VENICE PRESERVED
The Swan, Stratford upon Avon, Monday 24th June, 2019
Thomas Otway’s play from 1682 is revived in stylish form for the RSC by director Prasanna Puwanarajah, who sets the piece in a 1980s noir-cum-comic book setting of darkness and drains, of pulsating music, with nudges to Blade Runner – and there’s even a character who looks like Grace Jones. Here, as in Otway’s original where he was critiquing the government of the day, this is not about Venice then or now.
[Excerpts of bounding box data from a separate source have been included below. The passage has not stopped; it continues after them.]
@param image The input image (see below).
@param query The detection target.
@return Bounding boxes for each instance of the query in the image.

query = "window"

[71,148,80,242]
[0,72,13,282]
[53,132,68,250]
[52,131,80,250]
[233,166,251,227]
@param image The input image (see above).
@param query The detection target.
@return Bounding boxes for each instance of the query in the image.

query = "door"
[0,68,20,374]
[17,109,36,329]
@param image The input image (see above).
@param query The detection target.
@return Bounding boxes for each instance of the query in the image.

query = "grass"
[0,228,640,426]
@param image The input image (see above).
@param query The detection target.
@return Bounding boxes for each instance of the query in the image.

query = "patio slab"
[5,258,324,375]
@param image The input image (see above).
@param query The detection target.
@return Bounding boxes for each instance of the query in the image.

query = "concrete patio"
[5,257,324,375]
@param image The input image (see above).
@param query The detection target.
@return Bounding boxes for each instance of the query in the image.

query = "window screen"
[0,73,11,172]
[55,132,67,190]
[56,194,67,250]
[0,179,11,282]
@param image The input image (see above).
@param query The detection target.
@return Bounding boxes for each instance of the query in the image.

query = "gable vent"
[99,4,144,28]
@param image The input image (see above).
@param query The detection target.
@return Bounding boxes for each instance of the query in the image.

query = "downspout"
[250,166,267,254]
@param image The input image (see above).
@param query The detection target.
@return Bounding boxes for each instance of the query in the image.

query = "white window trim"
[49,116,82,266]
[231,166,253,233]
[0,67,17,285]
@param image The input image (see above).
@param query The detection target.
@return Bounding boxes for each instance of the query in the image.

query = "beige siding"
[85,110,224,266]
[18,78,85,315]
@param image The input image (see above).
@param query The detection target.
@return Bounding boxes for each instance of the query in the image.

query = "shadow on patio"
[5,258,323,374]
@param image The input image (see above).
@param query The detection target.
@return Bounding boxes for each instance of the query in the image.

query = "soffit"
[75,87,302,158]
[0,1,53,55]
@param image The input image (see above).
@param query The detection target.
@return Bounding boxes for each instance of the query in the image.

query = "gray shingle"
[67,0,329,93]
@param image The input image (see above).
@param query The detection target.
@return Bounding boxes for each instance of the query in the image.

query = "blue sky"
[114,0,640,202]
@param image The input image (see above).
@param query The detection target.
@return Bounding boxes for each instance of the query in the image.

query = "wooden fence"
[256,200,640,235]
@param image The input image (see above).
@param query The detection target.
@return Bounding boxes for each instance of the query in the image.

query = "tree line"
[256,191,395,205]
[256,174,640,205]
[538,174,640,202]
It’s a veiled comment on our present (woeful) government – and in this respect it works quite well.
Central to the action is married couple Jaffeir (NOT the villain in Aladdin) and Belvidera (NOT a guest house in Southport) whose relationship is sorely tested when he loses his money and they have to turn to her estranged father, Senator Pruili (an underused Les Dennis). Jaffeir is drawn into a group of revolutionaries by his bezzie mate Pierre (a cocksure and pragmatic Stephen Fewell) putting his wife up as collateral to prove his allegiance to their murderous cause. Belvidera doesn’t take too kindly to being offered up as a hostage and narrowly escapes rape by the swaggering Renault (Steve Nicolson) a man so rebellious he brazenly sports an alarming mullet.
As Jaffeir, Michael Grady-Hall brings passion and intensity, torn between his love and his friend. Grady-Hall is always great value, bringing out the depths of the role. Equally, Jodie McNee is compelling as tragic-but-dignified Belvidera, although I spend a lot of time wondering why she’s the only one with a strong Liverpudlian accent… Puwanarajah has his cast express emotion in broad strokes: there is a lot of falling to one’s knees, a lot of menacing each other with daggers, and while this makes for exciting viewing I find that, coupled with Otway’s scornful script, I don’t much care for anybody.
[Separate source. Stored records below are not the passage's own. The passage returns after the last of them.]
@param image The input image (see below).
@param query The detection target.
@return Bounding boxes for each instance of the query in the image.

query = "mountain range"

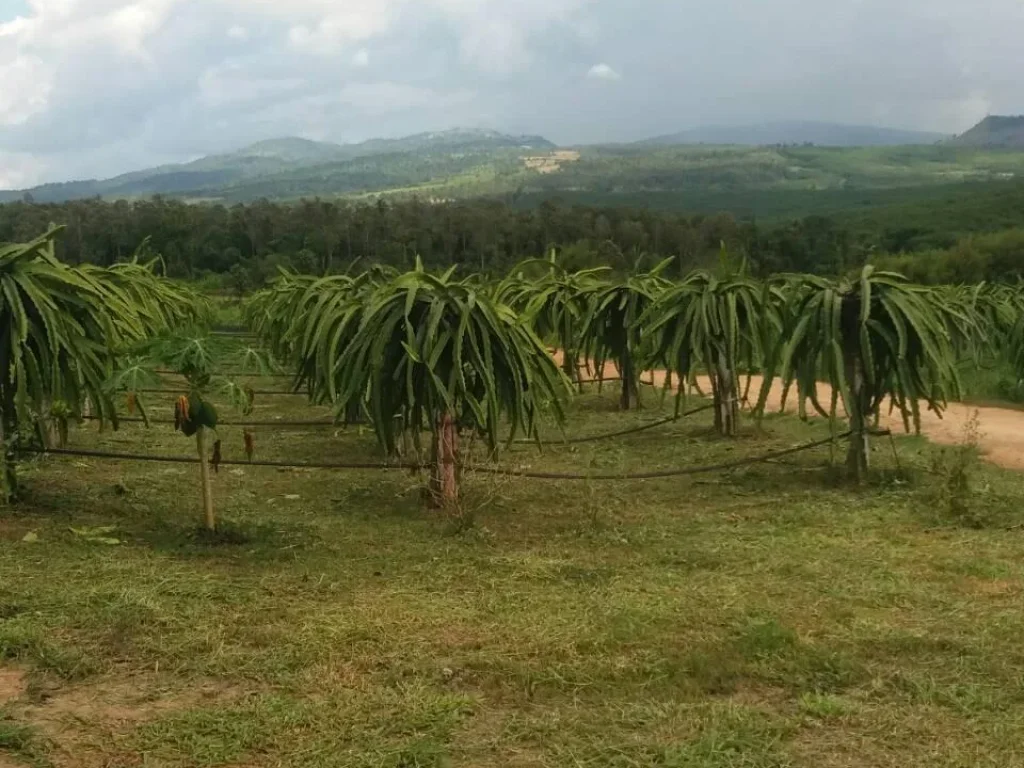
[950,115,1024,150]
[639,121,949,146]
[0,117,1024,203]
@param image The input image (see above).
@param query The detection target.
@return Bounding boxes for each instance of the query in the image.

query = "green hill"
[0,128,555,203]
[637,121,946,146]
[950,115,1024,150]
[0,129,1024,211]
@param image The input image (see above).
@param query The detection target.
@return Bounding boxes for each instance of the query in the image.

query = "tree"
[579,259,672,411]
[280,265,567,508]
[110,329,269,531]
[0,229,197,502]
[758,266,974,482]
[640,270,779,436]
[495,251,607,386]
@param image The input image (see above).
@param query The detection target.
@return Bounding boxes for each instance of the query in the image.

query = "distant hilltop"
[950,115,1024,150]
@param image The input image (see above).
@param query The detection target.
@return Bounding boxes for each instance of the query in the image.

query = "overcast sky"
[0,0,1024,188]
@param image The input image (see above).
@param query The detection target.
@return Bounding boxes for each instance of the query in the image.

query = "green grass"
[0,368,1024,768]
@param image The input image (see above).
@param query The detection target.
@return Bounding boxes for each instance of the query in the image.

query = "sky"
[0,0,1024,188]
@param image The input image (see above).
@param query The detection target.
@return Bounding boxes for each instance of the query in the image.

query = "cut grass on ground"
[0,368,1024,768]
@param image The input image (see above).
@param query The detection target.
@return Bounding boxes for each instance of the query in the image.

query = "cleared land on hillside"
[0,360,1024,768]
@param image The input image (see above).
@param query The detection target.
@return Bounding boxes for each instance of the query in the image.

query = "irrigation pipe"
[23,432,864,481]
[82,416,339,429]
[515,402,715,445]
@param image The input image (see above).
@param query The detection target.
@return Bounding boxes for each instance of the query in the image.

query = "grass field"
[0,362,1024,768]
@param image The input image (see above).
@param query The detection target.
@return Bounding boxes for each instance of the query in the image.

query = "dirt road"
[569,355,1024,470]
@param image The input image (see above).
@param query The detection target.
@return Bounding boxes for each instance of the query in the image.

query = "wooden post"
[434,413,459,510]
[196,427,217,530]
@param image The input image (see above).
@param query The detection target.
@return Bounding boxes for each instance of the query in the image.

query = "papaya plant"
[109,329,271,531]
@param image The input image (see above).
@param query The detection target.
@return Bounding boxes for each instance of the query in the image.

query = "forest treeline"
[0,197,1024,290]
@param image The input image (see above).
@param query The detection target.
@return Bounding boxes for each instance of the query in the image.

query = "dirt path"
[569,354,1024,470]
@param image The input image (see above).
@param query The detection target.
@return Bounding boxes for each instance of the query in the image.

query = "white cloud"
[0,152,43,189]
[0,0,1024,185]
[0,51,52,123]
[587,63,623,81]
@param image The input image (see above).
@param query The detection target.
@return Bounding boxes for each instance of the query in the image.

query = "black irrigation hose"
[130,388,309,397]
[154,371,294,379]
[23,432,864,480]
[515,402,715,445]
[82,403,715,436]
[82,416,339,429]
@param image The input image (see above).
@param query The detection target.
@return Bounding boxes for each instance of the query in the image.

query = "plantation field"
[0,362,1024,768]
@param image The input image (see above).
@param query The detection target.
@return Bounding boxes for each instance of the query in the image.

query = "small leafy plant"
[112,330,270,531]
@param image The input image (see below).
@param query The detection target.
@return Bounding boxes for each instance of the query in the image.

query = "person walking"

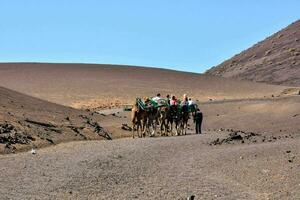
[194,108,203,134]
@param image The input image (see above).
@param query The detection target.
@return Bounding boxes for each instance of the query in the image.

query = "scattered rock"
[121,124,132,131]
[210,129,261,145]
[30,148,36,155]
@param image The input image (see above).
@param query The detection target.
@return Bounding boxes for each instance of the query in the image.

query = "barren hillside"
[0,87,111,154]
[206,20,300,86]
[0,63,286,108]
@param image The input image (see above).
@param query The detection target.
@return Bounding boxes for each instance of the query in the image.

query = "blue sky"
[0,0,300,72]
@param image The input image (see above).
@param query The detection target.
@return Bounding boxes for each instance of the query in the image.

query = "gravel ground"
[0,133,300,199]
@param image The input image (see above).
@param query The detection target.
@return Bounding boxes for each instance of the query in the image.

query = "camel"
[131,102,146,138]
[167,106,181,135]
[144,106,158,137]
[158,106,169,136]
[180,106,190,135]
[131,99,157,138]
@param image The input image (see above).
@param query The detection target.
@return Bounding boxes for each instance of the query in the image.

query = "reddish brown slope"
[206,20,300,86]
[0,87,111,154]
[0,63,284,107]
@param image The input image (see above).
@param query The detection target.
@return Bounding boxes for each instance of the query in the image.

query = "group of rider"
[145,93,203,134]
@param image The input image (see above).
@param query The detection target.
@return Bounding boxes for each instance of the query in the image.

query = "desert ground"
[0,63,300,199]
Amid the bleak melodrama, there is humour, provided mainly by the marvellous John Hodgkinson’s sleazeball senator Antonio, heavily into S&M and fully aware he can stun opponents into submission by making long speeches. The satire is ladled on thick as Hodgkinson hops around, his trousers at his ankles, alternating baby talk with oratory and verbiage.
It’s a production of bold moves, in its performance and its presentation. Belvidera’s cell, demarcated by lighting, looks like she’s being detained in a nightclub. The V for Vendetta masks sported by the revolutionaries are a bit on the nose. But I like the darkness of it, the dripping water, the coming-and-going with umbrellas. And Les Dennis navigating a gear change from hard-hearted gammon to tender, repentant father, is the finest performance of the night.
The message I come away with is that while those who oppose the government are too wrapped up with fighting among themselves, they will never achieve their aim, leaving the sleazeballs in power where they thrive and they flourish.